Jre crash after running for days or hours

Hi community,
My single node elasticsearch cluster crashed after running for days or hours.
And here are relevant information and logs.

Elasticsearch version (bin/elasticsearch --version):

7.10.2

Plugins installed:

I install elasticsearch following this doc.
No other plugin installed.

JVM version (java -version):

  • JRE version: OpenJDK Runtime Environment AdoptOpenJDK (15.0.1+9) (build 15.0.1+9)
  • Java VM: OpenJDK 64-Bit Server VM AdoptOpenJDK (15.0.1+9, mixed mode, sharing, tiered, compressed oops, g1 gc, linux-amd64)

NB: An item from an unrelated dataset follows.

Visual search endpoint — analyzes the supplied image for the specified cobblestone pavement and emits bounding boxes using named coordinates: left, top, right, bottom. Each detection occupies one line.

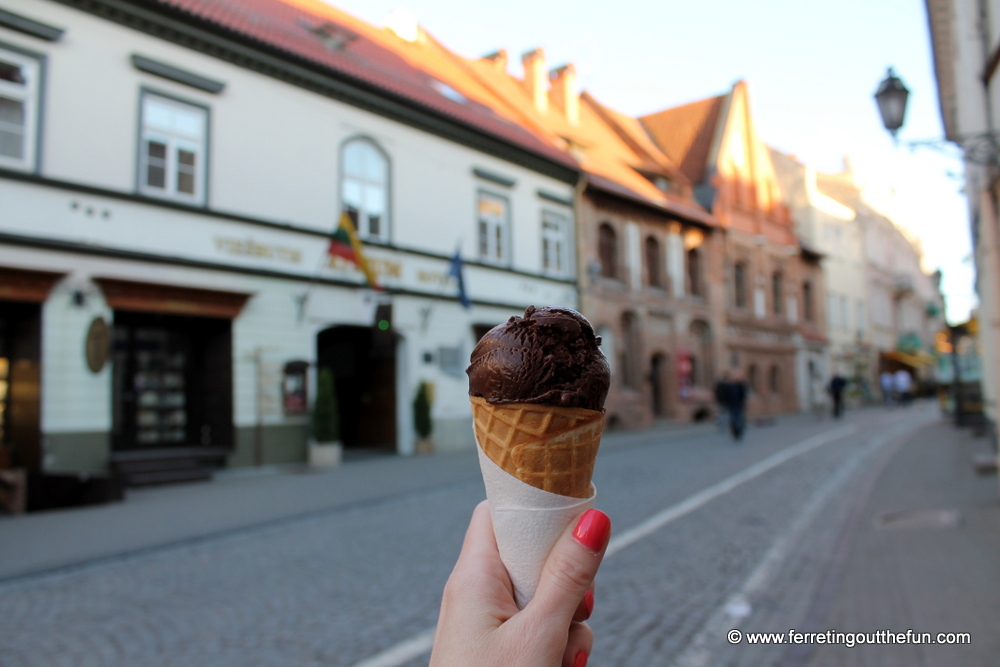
left=0, top=406, right=976, bottom=667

OS version (uname -a if on a Unix-like system):

Ubuntu 20.04.1 LTS (GNU/Linux 5.4.0-42-generic x86_64)
Linux sw-vwordpress01 4.15.0-91-generic #92-Ubuntu SMP Fri Feb 28 11:09:48 UTC 2020 x86_64 x86_64 x86_64 GNU/Linux

Description of the problem including expected versus actual behavior:

I am running a single node elasticsearch cluster for elastic observability.
After running for hours or days, the cluster crash.

Steps to reproduce:

I use apm-agent-dotnet v1.6.1 to send apm transaction & metrics to APM server.
The APM server stay on the same server which host elasticsearch single node cluster.
After running for hours or days, the cluster crash.
And then it produce a hs_err_pidXXXXX.log in /var/log/elasticsearch directory.

# Problematic frame:
# J 14564 c2 org.apache.lucene.codecs.DocValuesConsumer$SortedNumericDocValuesSub.nextDoc()I (8 bytes) @ 0x00007f650c700669 [0x00007f650c700620+0x0000000000000049]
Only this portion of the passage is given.